From: Alexander Yates (ayates_at_cs.washington.edu)
Date: Tue Apr 29 2003 - 00:28:40 PDT
Review of "Probabilistic Planning in the Graphplan Framework," by Avrim L.
Blum and John C. Langford.
This paper proposes two new algorithms for solving MDPs with finite
horizons, both of them based on the Graphplan algorithm for classical
planning. PGraphplan finds an optimal policy but is much slower than
Graphplan, and TGraphplan finds optimal trajectories and runs nearly as fast
as Graphplan, but it does not output a complete policy.
PGraphplan uses a forward-chaining search and a top-down dynamic programming
procedure to search for an optimal policy.
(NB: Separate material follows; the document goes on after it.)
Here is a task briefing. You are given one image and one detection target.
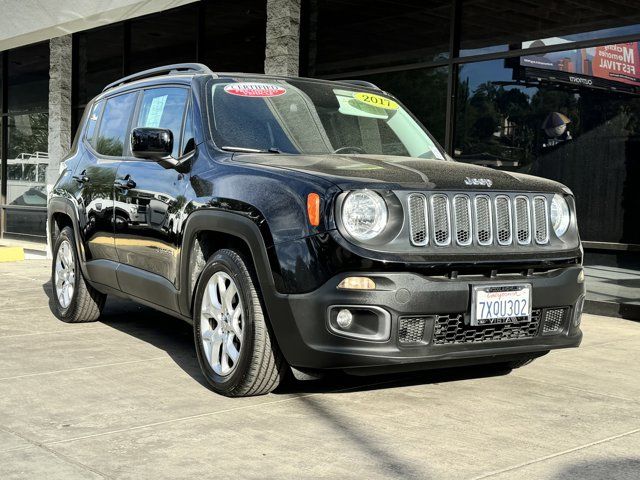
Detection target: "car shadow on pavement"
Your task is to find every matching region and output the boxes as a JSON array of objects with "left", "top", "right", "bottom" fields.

The search uses the planning
graph structure, but because it is a forward-chaining search, it cannot use
mutual exclusion relations. Instead, the search uses a heuristic estimate
of the fastest way the goals can be reached from a state, and it prunes any
state where this (admissible) heuristic is more than the amount of time
left. The search also does a kind of reachability analysis to prune nodes
that can't reach the goal. TGraphplan runs basically the same way as
Graphplan except over the planning graph labeled with probabilities for
transitions, and it outputs the likelihood of the optimal trajectory instead
of simple success or failure. The authors see it as a module for other
procedures that do greedy contingent planning, or as a subroutine for
finding an optimal policy.
It seems like TGraphplan could easily get an agent into trouble, since it
ignores what happens when transitions don't follow the optimal trajectory.
For example, an agent trying to cross a chasm might decide to use a rickety
old bridge using TGraphplan to get across the quickest, but optimally it
would decide to hike up to a steadier bridge a mile away to avoid dying.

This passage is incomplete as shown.